FSPMI Jepara Pertanyakan Keterpihakan Pemerintah Di Tengah Wabah COVID-19

Jepara, KPonline – Pemerintah Kabupaten Jepara Dinas Koperasi UKM Tenaga Kerja dan Transmigrasi (Diskopukmnakertrans) mengeluarkan Surat Edaran (SE) Nomor : 560/538/2020 tentang Pendataan Pemetaan Kartu Prakerja, Kamis (2/04/2020).

Surat edaran tersebut dibuat dan ditandatangani oleh Kepala Dinas Koperasi UKM Tenaga Kerja dan Transmigrasi Kabupaten Jepara Eriza Rudi Yulianto, S. Sos. pada 2 April 2020.

Bacaan Lainnya

Dalam edaran tersebut ia meminta kepada perangkat daerah dan desa yang ada di Jepara untuk melakukan pendataan warganya sebagai langkah awal implementasi kartu Prakerja sesuai hasil rapat koordinasi Dinas Tenaga Kerja dan Transmigrasi Provinsi Jawa Tengah pada 1 April 2020.

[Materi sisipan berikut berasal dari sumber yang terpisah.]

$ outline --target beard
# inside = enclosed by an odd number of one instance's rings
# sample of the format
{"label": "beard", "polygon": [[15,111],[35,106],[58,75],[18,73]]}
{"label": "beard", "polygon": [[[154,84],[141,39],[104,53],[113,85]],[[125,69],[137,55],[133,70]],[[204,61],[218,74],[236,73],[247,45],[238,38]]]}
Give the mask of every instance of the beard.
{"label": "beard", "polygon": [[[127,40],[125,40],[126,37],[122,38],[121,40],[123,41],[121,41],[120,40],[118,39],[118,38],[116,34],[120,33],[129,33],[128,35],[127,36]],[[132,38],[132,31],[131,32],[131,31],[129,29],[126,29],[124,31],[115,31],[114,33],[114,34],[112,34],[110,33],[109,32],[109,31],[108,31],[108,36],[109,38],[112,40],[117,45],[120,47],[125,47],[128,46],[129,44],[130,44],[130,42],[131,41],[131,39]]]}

Selain itu, di dalam surat edaran tersebut turut dimuat informasi mengenai 4 kriteria yang akan menerima kartu Prakerja yaitu pekerja ter PHK, pekerja yang dirumahkan, Calon Pekerja Migran Indonesia (CPMI) yang tidak jadi berangkat dan pekerja yang pulang ke daerah dikarenakan dampak Corona.

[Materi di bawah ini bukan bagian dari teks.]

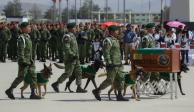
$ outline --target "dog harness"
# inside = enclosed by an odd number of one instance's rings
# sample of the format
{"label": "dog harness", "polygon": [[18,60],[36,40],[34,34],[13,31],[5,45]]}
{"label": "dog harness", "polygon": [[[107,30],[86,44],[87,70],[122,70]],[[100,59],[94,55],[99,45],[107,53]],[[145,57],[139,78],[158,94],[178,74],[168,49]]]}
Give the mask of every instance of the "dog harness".
{"label": "dog harness", "polygon": [[[36,74],[37,74],[37,83],[46,84],[48,82],[48,79],[44,78],[42,72],[37,72]],[[24,82],[27,83],[27,84],[32,83],[31,77],[28,73],[24,76]]]}
{"label": "dog harness", "polygon": [[135,81],[132,80],[130,77],[129,77],[129,73],[128,72],[123,72],[124,74],[124,81],[125,81],[125,84],[128,84],[128,85],[133,85],[135,84]]}
{"label": "dog harness", "polygon": [[91,75],[95,75],[97,72],[97,70],[90,65],[81,65],[81,69],[82,69],[82,72],[85,72]]}

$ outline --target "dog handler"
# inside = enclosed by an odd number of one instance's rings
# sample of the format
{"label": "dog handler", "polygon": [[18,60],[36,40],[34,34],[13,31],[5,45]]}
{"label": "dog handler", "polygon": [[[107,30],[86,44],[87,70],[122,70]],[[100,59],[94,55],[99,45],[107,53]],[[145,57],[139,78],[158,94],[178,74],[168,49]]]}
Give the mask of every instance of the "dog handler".
{"label": "dog handler", "polygon": [[30,74],[31,76],[31,95],[30,99],[41,99],[41,97],[35,94],[37,77],[35,74],[35,65],[32,59],[32,41],[28,35],[31,32],[31,28],[28,22],[23,22],[20,25],[22,34],[19,35],[17,42],[17,54],[18,54],[18,76],[11,84],[11,87],[5,91],[6,95],[10,99],[15,99],[13,95],[13,89],[15,89],[23,80],[24,75]]}
{"label": "dog handler", "polygon": [[58,80],[52,84],[55,92],[59,92],[59,84],[63,83],[72,74],[76,75],[76,85],[78,93],[85,93],[86,90],[81,88],[82,71],[79,61],[78,44],[74,33],[76,32],[76,24],[67,24],[68,33],[63,37],[63,52],[65,73],[63,73]]}
{"label": "dog handler", "polygon": [[109,36],[105,38],[103,42],[103,56],[106,62],[107,78],[101,85],[94,89],[92,92],[95,98],[101,101],[100,92],[108,86],[110,86],[114,81],[118,83],[118,95],[117,101],[128,101],[125,99],[121,93],[123,89],[123,74],[122,74],[122,63],[121,63],[121,53],[120,44],[118,38],[119,27],[112,25],[108,27]]}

Seperti yang marak diberitakan beberapa pekan terakhir, mempercepat peluncuran program kartu Prakerja selalu dikaitkan oleh buruh dengan akan terjadinya gelombang PHK (Pemutusan Hubungan Kerja) skala besar ditengah merebaknya wabah Covid-19.

Lebih lanjut, adanya surat edaran dari pemerintah daerah Kabupaten Jepara No : 443.2/1486 tentang Pembatasan Jumlah Karyawan dan Pengendalian Penyebaran Corona Virus Diseasi Covid-19 disinyalir akan memberi peluang kepada pengusaha untuk melakukan PHK. Hal itu sesuai dengan salah satu isi dari surat edaran tersebut yaitu

“1. Membatasai jumlah karyawan pada perusahaan sampai batas minimal (jumlah karyawan, waktu kegiatan dan prioritas operasional) sehingga tidak terjadi penumpukan karyawan pada shif, jam masuk dan pulang karyawan.”

Hal seperti ini jelas menimbulkan tanda tanya besar berbalut kecemasan bagi buruh di Indonesia dan Jepara khususnya. Mengapa demikian?

Pasal 151 Ayat 1 UU Nomor 13 Tahun 2003 tentang Ketenagakerjaan mengatakan bahwa :

“Pengusaha, pekerja/buruh, serikat pekerja/serikat buruh, dan pemerintah, dengan segala upaya harus mengusahakan agar jangan terjadi pemutusan hubungan kerja.”

Jadi dalam hal ini seharusnya pemerintah turut hadir dalam mengusahakan dan mencegah supaya PHK tidak terjadi kepada buruh. Namun dengan adanya surat edaran mengenai pembatasan jumlah karyawan dan pendataan penerima kartu prakerja kembali menyisakan tanya peran pemerintah dalam mencegah terjadinya PHK dan bagaimana keterpihakan pemerintah kepada buruh di tengah kecemasan terhadap wabah Covid-19 dan ancaman PHK.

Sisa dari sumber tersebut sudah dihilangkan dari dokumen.